I'll talk about Spring and @Transactional but the advise applies for many other frameworks also.

This is an inherent problem with proxy based aspects. It is discussed in the spring documentation here:

http://static.springsource.org/spring/docs/3.0.x/spring-framework-reference/html/aop.html#aop-understanding-aop-proxies

There are a number of possible solutions.

Refactor your classes to avoid the self-invocation calls that bypass the proxy.

The Spring documentation describes this as "The best approach (the term best is used loosely here)".

Advantages of this approach are its simplicity and that there are no ties to any framework. However, it may not be appropriate for a very transactional heavy code base as you'd end up with many trivially small classes.

Internally in the class get a reference to the proxy.

This can be done by injecting the proxy or with hard coded " AopContext.currentProxy()" call (see Spring docs above.).

This method allows you to avoid splitting the classes but in many ways negates the advantages of using the transactional annotation. My personal opinion is that this is one of those things that is a little ugly but the ugliness is self contained and might be the pragmatic approach if lots of transactions are used.

Switch to using AspectJ

As AspectJ does not use proxies then self-invocation is not a problem

This is a very clean method though - it is at the expense of introducing another framework.
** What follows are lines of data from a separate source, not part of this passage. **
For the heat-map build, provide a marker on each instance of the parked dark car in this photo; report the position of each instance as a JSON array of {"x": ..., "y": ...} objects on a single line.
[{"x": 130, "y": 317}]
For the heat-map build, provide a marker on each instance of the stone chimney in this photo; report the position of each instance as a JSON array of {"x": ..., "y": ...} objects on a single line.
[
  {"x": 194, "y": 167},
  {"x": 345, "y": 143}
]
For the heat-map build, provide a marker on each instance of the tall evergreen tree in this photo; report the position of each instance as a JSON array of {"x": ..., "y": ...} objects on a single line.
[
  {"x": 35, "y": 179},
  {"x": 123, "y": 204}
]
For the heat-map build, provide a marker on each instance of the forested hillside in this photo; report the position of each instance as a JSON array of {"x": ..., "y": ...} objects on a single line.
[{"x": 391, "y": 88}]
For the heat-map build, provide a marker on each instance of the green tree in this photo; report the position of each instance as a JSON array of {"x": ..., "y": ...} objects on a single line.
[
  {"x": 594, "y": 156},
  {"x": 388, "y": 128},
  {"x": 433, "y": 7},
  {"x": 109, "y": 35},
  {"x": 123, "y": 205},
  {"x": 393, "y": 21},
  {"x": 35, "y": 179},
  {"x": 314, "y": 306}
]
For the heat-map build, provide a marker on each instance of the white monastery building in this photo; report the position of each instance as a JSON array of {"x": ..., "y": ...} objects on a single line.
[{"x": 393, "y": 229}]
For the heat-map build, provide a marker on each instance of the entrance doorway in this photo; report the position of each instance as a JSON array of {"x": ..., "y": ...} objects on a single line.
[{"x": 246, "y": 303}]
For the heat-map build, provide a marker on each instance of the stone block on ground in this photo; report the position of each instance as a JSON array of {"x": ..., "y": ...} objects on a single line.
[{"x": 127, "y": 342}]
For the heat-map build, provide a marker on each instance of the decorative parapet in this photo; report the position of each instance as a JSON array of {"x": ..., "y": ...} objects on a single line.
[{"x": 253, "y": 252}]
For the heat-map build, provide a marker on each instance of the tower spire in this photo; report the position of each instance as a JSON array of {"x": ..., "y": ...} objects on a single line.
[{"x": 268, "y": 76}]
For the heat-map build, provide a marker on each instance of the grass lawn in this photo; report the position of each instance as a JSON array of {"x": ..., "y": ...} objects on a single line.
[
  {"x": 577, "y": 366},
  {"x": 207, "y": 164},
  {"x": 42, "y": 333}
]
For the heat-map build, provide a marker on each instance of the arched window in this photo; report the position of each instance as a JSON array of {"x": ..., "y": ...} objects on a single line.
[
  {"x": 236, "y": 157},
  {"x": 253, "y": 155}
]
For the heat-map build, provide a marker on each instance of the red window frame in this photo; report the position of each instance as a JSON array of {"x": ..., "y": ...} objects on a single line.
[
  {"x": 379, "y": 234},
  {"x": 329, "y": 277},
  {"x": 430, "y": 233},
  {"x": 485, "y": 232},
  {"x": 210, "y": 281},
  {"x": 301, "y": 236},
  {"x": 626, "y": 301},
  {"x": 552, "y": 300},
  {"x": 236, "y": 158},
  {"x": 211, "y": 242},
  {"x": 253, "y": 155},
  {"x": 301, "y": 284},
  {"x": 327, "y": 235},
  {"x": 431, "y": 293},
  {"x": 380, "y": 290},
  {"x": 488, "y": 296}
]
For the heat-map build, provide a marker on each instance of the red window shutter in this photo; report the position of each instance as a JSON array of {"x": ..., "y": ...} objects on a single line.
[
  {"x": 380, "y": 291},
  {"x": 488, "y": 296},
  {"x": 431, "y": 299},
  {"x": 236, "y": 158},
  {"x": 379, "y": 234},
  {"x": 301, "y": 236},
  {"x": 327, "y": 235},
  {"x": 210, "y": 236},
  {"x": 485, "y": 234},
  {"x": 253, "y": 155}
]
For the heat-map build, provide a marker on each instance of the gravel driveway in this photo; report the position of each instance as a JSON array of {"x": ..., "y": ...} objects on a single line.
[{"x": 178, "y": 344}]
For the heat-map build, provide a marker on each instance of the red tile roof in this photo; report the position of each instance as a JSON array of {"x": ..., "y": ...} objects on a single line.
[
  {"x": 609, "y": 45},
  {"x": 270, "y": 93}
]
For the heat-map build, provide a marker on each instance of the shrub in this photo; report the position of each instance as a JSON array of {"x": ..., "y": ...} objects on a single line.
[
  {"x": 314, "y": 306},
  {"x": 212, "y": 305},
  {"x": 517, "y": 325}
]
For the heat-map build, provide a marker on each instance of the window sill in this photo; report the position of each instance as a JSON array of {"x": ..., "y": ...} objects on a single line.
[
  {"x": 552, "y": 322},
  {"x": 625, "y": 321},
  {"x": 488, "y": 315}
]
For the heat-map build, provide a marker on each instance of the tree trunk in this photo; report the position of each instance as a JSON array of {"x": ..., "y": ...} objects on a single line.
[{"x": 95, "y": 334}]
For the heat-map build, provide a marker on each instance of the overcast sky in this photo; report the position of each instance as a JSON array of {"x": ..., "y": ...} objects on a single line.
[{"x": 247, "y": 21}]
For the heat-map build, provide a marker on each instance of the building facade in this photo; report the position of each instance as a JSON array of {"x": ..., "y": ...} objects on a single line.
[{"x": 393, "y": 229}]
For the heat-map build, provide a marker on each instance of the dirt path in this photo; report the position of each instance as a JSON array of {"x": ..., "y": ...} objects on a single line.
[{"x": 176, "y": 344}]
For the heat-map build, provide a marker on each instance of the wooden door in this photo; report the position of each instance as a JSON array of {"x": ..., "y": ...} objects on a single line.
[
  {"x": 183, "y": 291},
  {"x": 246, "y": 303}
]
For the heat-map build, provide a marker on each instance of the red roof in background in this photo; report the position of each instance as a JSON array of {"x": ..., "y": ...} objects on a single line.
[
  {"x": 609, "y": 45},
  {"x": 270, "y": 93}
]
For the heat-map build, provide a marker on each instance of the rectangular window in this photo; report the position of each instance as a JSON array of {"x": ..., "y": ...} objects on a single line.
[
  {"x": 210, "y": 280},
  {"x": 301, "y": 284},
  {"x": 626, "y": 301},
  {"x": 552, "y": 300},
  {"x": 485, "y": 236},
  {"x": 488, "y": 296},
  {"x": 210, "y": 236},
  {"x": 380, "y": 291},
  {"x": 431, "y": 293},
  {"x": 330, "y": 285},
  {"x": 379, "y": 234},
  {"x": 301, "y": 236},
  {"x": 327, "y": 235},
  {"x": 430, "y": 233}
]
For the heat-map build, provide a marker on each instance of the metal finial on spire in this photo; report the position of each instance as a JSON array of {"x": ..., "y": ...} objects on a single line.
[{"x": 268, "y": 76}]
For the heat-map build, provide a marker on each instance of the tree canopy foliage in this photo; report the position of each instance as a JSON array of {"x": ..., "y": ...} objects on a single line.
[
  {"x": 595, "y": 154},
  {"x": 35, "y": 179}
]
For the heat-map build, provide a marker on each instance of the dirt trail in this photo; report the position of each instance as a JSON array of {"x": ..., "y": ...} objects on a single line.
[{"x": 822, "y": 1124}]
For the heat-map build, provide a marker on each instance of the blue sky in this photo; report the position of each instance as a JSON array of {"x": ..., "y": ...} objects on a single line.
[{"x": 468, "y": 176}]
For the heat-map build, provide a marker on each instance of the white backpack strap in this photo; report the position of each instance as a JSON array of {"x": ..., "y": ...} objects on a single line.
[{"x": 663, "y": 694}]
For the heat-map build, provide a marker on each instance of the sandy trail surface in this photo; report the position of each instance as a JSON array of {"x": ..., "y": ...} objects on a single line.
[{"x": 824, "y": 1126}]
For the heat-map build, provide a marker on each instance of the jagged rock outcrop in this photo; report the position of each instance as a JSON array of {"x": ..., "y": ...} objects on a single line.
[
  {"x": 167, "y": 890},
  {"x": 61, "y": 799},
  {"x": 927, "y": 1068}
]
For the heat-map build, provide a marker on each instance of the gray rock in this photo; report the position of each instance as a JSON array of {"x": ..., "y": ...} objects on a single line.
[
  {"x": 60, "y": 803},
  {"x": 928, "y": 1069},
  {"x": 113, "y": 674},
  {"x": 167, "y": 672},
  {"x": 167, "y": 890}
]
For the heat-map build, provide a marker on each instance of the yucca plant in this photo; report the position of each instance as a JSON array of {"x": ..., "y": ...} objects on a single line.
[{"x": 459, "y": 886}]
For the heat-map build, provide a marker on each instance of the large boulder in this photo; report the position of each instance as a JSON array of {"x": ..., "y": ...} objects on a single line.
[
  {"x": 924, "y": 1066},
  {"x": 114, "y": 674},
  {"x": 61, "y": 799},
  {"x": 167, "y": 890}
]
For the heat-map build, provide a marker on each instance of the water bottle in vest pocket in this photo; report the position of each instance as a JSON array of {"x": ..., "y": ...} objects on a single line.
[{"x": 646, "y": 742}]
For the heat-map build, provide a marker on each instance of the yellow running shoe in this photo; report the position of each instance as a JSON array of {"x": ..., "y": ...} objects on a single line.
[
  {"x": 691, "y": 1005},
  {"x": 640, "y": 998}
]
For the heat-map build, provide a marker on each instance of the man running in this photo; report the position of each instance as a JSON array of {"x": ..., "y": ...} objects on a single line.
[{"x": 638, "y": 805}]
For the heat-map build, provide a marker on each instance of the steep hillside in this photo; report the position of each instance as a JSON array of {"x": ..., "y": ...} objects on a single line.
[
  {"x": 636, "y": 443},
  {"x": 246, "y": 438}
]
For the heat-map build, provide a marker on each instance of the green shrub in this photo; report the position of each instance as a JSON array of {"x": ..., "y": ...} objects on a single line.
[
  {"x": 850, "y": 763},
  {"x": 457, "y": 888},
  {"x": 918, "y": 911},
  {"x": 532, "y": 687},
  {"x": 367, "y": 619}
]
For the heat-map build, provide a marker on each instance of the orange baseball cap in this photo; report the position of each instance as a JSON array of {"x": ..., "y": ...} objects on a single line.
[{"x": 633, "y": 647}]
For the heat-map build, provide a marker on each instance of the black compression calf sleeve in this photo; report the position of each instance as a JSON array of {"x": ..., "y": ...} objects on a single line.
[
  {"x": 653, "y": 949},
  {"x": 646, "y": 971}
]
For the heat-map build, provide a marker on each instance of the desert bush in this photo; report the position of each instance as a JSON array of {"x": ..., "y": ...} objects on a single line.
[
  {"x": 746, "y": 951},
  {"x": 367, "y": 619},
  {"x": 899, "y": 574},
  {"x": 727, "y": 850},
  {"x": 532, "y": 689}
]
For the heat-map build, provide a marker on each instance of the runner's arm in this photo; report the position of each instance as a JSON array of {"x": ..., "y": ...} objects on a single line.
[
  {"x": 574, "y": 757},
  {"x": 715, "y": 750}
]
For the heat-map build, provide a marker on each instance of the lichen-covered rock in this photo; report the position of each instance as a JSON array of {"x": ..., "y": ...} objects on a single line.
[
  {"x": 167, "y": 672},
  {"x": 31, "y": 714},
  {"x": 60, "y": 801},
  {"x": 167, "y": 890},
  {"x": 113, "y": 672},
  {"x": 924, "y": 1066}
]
I've worked on a large project where AspectJ was introduced for this very reason.

Don't use @Transactional at all

Refactor your code to use manual transaction demarcation - possibly using the decorator pattern.

An option - but one that requires moderate refactoring, introducing additional framework ties and increased complexity - so probably not a preferred option

My Advice

Usually splitting up the code is the best answer and can also be good thing for seperation of concerns also. However, if I had a framework/application that heavily relied on nested transactions I would consider using AspectJ to allow self-invocation.